In a video statement that will be played for the congregation at all 225 Catholic Churches across the Archdiocese of Toronto this weekend, Cardinal Thomas Collins predicts that the yet-to-be released legislation will “shock us to the core” by legalizing doctor-assisted death for a wide swath of patients that extends beyond those with a “grave physical illness, who have lived a long life, and are near death.”

Specifically, Collins takes issue with a series of recommendations from a joint parliamentary committee that, if adopted, would provide access to euthanasia for some minors and require that any institution receiving public funding, including Catholic hospitals, provide doctor-assisted death services to eligible patients suffering from “both terminal and non-terminal physical and psychological conditions.”

Collins also criticized a stipulation that would make doctors who refuse to administer euthanasia on moral grounds responsible for referring a patient to a willing colleague.

“It is unjust to force people to act against their conscience in order to be allowed to practice as a physician or, in the case of a health care facility, in order to qualify for government funding,” he said. “It is not tolerant of religious diversity. It is religious discrimination that punishes those who so faithfully serve everyone who comes to them, and have done so since before Canada existed but who, in good conscience, cannot perform some procedures, such as helping to kill their patients.”

The 21 recommendations from the joint parliamentary committee, which were released last week, are intended to guide the federal government as it crafts new legislation following a Supreme Court ruling that struck down a previous ban on doctor-assisted-death.

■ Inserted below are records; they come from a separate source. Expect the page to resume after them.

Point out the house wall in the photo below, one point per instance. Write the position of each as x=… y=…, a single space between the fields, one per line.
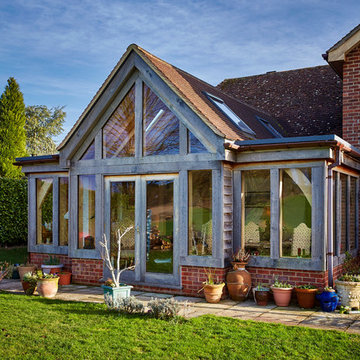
x=351 y=97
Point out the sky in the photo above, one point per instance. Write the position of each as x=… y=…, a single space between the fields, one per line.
x=61 y=51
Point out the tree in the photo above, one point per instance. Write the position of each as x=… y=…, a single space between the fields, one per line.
x=12 y=132
x=42 y=124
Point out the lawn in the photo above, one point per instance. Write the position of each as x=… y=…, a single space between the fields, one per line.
x=34 y=328
x=14 y=255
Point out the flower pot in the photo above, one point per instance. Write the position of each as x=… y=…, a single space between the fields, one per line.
x=349 y=293
x=328 y=300
x=64 y=278
x=213 y=292
x=282 y=296
x=261 y=297
x=51 y=269
x=24 y=269
x=306 y=297
x=28 y=287
x=238 y=282
x=112 y=295
x=48 y=287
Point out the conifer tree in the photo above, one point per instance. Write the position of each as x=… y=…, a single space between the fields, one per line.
x=12 y=131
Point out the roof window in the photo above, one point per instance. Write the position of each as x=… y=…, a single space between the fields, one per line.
x=230 y=114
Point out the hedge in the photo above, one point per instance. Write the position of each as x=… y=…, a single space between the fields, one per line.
x=13 y=211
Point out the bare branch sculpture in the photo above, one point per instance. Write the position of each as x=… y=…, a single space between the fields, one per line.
x=105 y=255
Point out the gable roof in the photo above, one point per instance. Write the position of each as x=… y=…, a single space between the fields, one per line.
x=305 y=102
x=192 y=91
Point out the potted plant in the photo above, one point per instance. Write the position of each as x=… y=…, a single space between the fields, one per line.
x=261 y=295
x=306 y=295
x=64 y=277
x=114 y=290
x=239 y=279
x=328 y=299
x=52 y=265
x=282 y=293
x=23 y=269
x=212 y=289
x=29 y=283
x=348 y=288
x=47 y=285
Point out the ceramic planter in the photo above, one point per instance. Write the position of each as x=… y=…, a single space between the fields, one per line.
x=112 y=295
x=24 y=269
x=261 y=297
x=282 y=296
x=349 y=293
x=48 y=287
x=238 y=282
x=306 y=297
x=328 y=300
x=213 y=292
x=51 y=269
x=64 y=278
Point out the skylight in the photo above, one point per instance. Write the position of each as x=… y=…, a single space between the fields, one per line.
x=229 y=113
x=269 y=127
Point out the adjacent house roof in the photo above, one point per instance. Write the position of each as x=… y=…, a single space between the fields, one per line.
x=193 y=91
x=305 y=102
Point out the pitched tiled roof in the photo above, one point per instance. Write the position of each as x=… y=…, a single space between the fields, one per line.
x=191 y=90
x=304 y=101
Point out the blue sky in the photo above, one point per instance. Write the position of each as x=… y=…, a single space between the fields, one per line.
x=60 y=51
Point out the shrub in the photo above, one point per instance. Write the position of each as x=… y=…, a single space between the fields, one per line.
x=13 y=211
x=164 y=308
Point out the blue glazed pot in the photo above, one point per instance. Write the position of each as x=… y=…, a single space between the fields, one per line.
x=328 y=300
x=112 y=295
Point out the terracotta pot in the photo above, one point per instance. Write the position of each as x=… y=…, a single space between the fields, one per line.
x=282 y=296
x=48 y=287
x=28 y=287
x=64 y=278
x=213 y=293
x=24 y=269
x=306 y=297
x=238 y=282
x=261 y=297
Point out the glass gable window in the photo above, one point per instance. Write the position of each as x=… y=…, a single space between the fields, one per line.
x=119 y=131
x=160 y=126
x=256 y=215
x=44 y=211
x=200 y=212
x=296 y=207
x=63 y=211
x=86 y=212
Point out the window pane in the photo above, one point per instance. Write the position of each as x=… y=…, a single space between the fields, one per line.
x=44 y=211
x=159 y=226
x=256 y=221
x=63 y=211
x=86 y=218
x=200 y=212
x=343 y=182
x=296 y=202
x=122 y=208
x=119 y=131
x=352 y=212
x=195 y=145
x=161 y=126
x=89 y=154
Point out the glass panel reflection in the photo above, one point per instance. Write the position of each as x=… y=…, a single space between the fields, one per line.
x=159 y=226
x=122 y=216
x=44 y=211
x=119 y=131
x=161 y=126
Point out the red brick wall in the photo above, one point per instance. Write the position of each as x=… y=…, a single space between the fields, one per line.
x=351 y=97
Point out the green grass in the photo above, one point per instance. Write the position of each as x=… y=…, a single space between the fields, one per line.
x=35 y=328
x=14 y=255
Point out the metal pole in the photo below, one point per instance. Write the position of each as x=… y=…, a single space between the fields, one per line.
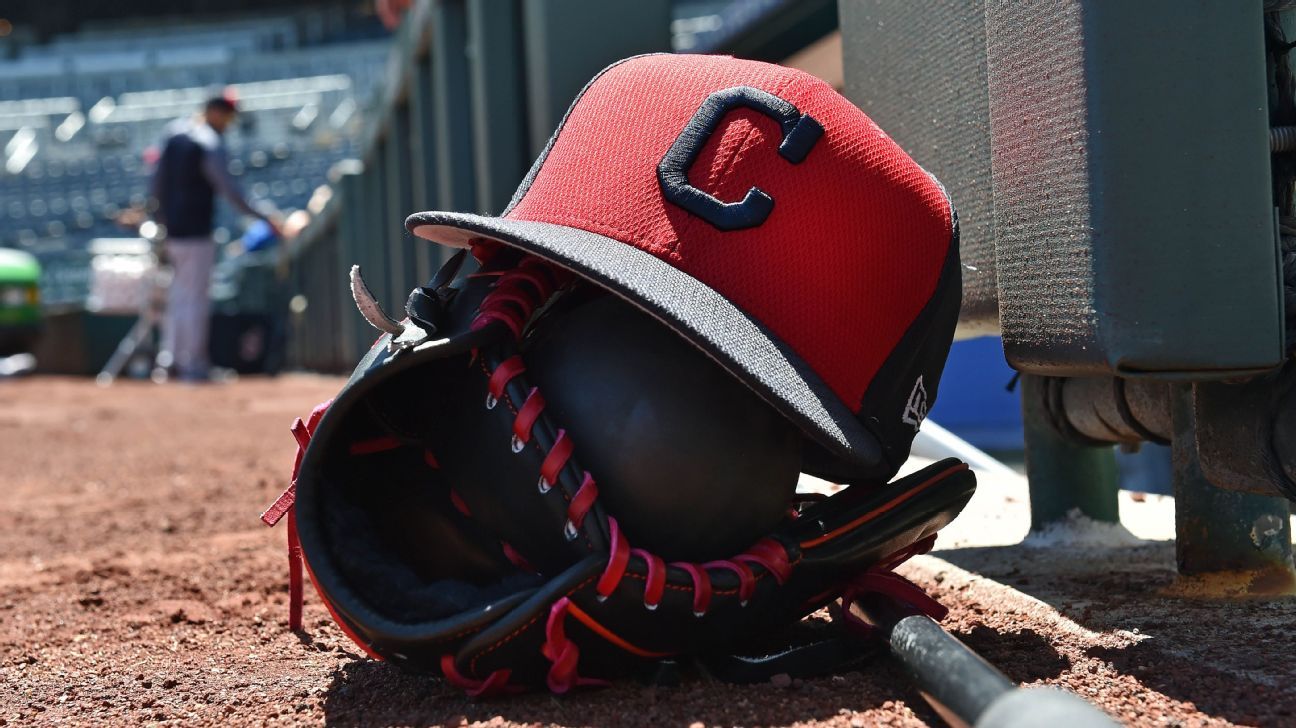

In his statement, Collins said he is concerned that if adopted, the recommendations will effectively “suppress” the rights of Canadians and set a dangerous precedent.

“Once we make people’s worthiness to live dependent on how well they function, our society has crossed the boundary into a dangerous territory in which people are treated as objects that can be discarded as useless,” he said.

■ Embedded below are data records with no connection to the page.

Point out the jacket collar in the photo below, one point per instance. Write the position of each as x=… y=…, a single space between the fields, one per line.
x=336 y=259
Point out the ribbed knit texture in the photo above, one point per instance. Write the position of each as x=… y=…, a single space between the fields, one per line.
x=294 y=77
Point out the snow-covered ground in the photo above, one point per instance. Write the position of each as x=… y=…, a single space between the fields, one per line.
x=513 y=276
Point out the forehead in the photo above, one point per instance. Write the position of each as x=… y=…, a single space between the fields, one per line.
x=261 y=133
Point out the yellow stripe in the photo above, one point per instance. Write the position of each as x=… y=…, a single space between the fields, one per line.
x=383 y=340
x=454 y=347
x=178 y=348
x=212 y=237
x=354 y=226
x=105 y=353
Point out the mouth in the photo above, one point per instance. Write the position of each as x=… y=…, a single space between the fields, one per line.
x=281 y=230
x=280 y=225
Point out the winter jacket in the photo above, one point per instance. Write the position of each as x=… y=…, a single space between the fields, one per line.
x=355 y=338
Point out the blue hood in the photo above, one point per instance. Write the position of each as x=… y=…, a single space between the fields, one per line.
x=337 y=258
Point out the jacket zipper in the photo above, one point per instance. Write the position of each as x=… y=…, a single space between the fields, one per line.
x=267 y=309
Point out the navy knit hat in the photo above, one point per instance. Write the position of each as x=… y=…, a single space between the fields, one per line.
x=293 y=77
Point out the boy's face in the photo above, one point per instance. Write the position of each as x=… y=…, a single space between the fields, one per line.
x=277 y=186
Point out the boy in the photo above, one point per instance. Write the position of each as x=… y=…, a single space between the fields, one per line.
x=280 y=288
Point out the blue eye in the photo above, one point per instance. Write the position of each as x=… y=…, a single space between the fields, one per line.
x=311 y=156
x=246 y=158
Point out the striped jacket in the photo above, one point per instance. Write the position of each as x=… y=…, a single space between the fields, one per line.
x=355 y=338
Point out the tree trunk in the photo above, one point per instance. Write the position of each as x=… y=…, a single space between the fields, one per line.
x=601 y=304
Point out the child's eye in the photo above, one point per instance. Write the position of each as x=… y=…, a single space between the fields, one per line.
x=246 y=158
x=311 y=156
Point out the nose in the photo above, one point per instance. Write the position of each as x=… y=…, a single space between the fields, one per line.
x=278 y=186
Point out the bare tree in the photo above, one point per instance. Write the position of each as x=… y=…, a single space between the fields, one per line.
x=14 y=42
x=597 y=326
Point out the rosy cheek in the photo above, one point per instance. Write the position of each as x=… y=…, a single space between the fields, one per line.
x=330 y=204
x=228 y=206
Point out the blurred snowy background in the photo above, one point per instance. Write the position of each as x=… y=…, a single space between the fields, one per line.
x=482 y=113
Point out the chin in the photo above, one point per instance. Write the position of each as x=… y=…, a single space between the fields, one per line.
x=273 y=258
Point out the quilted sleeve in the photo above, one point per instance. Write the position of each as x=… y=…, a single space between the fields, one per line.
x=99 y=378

Collin’s comments come one day after a Calgary woman, who received a legal exemption, became the first person outside Quebec to die with the help of a physician.

Speaking with CP24 about his decision to speak, Collins referenced the death of his sister to Pancreatic cancer last summer.

“I think of my sister and I am so grateful for the doctors and nurses and all the others who helped her as she was dying and gave her pain killers. That is medical assistance but to kill someone, it is just not right,” he said. “It is a very terrible thing for our society when doctors who are called to bring health and bring life are called to kill people.”

The Supreme Court of Canada has given the federal government until June 6 to craft new legislation on doctor-assisted death.